Out of all the things that could contribute to your success, good friends top the list. But surveys show that the number of close friends people have is going down rather than up, with 1 out of every four people having no--that's zero--confidants. You don't have to be part of that statistic.

Time is the key

Anthropologist Daniel Hruschka looked at studies about what causes conflicts in friendship. The biggest complaint? A simple lack of time commitment.

But why does this hold true? Dr. Meliksah Demir, professor at Northern Arizona University, found that just doing stuff together is the component of friendship that makes us happiest.
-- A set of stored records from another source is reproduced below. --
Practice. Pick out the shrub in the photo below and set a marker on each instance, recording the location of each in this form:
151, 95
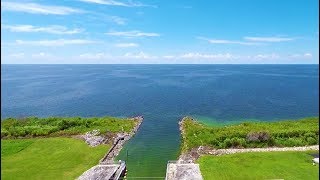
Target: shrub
311, 141
257, 136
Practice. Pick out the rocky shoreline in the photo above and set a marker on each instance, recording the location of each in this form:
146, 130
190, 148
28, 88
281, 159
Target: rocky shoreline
192, 155
94, 138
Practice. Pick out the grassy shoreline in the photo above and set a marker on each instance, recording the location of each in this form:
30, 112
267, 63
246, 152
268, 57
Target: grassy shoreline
44, 148
285, 133
259, 165
31, 127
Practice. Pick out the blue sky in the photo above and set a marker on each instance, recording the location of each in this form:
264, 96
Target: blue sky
159, 31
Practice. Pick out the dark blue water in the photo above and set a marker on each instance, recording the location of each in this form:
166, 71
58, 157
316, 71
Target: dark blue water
163, 94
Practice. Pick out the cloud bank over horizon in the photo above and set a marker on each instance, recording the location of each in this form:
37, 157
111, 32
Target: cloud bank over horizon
158, 32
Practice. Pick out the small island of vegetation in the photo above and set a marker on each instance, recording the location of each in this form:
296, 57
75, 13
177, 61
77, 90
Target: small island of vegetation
199, 141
That's because sharing experiences with each other helps us feel secure and connected, and as though we hold at least a sufficient amount of importance.

When you don't give someone else your time, however, you send the message that the other individual is less than, negatively different or not worth inclusion. That message triggers a very basic fear of isolation. So people become frustrated, wanting you to reaffirm their worth. You hear this when people say, "If I really mattered to you, you'd make time."

Why we let friendships break...

Most Americans very much want friends. But we also have been taught a work-then-play mentality. We've been conditioned to believe that putting work first is responsible and a necessity for career success, and that reaching even greater success is merely a matter of putting in more hours. So because we want to feel accomplished, skilled and respected, because we want to feel like we have enough, we have trouble stopping.

And ironically, the problem only gets worse the better we do. When we quantify time through income and its value rises in a good economy, we come to see our time as more scarce, because precious things typically are rare. All our time goes to the job, because we don't want to waste. Friendships erode. And before you know it, the job is the only thing left and we're suffering loneliness at the top.

...and why we need to fight for connection

Our environment clearly makes it incredibly difficult to keep friends in the foreground, complicating what really should be basic. But research shows that being connected has a positive influence on your health, keeping you mentally and physically ready to work. And friends are amazing sounding boards for ideas, offering both encouragement and grounding through your career. So when you invest time in your friends, you're not being irresponsible at all. You're actually engaging in something that's incredibly valuable to your goals.

How to solve the problem

Because friendships are such a boon to workers, treat work and meetings with friends as dual priorities. Put time with friends on your calendar, just like you would anything else. Write. It. Down. That simple gesture will help you see time with those you care about as less negotiable. Parkinson's Law also says that work will expand so as to fill the time you allow for completion, so putting friends on your calendar in real or digital ink actually keeps work contained and efficient.

At first, you might feel odd for formalizing time with friends on your agenda. That's normal, too. You'll get over it. But if the idea truly freaks you out, there's no need to go all or none. Start, for example, with just one appointment a month or week. Then go to two. And don't forget, you don't need to meet with just one friend per appointment, either. Over time, gradually work up the number of friend appointments you have until you feel balanced and your friends are confident in you. Remember that friends vary about how much face time they like, too--the schedule doesn't have to be "Even Steven" to be fair. Experiment and find what works, and remember that shared experiences don't have to be extraordinary to have extraordinary meaning. From there, just have fun with whatever safe, legal shenanigans you and your buddies choose.